The probability of observing data at least as extreme as the data actually observed, assuming the null hypothesis is true.

For example, if a hypothesis test yields a p-value of 0.01, this means that—if the null hypothesis were true—there would be only a 1% chance of observing data this extreme.

A small p-value provides evidence against the null hypothesis, while a large p-value indicates that the data are consistent with it.

If the observed data are very unlikely to occur under the conditions described by the null hypothesis, then the null hypothesis is unlikely to be true. In such cases, we reject the null hypothesis in favor of the alternative hypothesis, and the result is said to be statistically significant.

A commonly used decision rule is based on a significance level of 0.05. If the p-value is less than or equal to 0.05, this is typically taken as evidence against the null hypothesis, and we reject it in favor of the alternative hypothesis.

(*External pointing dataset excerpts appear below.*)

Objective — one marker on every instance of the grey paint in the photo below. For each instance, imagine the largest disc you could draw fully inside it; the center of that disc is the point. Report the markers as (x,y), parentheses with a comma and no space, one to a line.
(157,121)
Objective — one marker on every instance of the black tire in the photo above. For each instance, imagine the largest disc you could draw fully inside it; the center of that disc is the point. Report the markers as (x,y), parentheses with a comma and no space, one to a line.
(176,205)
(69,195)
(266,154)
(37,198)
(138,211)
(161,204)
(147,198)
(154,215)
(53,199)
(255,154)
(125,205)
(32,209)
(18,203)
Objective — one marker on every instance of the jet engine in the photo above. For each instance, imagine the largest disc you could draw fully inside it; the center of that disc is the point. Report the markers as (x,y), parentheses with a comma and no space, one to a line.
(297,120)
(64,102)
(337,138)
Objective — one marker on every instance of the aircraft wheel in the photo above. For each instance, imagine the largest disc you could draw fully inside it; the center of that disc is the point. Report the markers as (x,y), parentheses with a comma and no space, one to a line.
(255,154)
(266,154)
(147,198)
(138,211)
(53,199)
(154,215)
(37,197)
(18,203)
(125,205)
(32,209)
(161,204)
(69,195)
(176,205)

However, a p-value cannot be used to prove that a hypothesis is true. Instead, it quantifies the strength of evidence against the null hypothesis.

Consider the court length data. Suppose we conduct a hypothesis test with \[ H_0: \mu = 80 \quad \text{versus} \quad H_1: \mu > 80, \] and obtain a p-value of 0.0164.

If we choose a significance level of 0.05, then since \(0.0164 < 0.05,\)

we reject the null hypothesis. At the 5% significance level, there is strong statistical evidence that the population mean court length is not equal to 80.

When the p-value Is Large

If the p-value is greater than 0.05, we do not reject the null hypothesis. This does not mean that the null hypothesis is true. Rather, it means that the data do not provide strong enough evidence to conclude that the population mean court length differs from 80.

In hypothesis testing, failing to reject the null hypothesis should be interpreted as insufficient evidence, not as confirmation of the null hypothesis.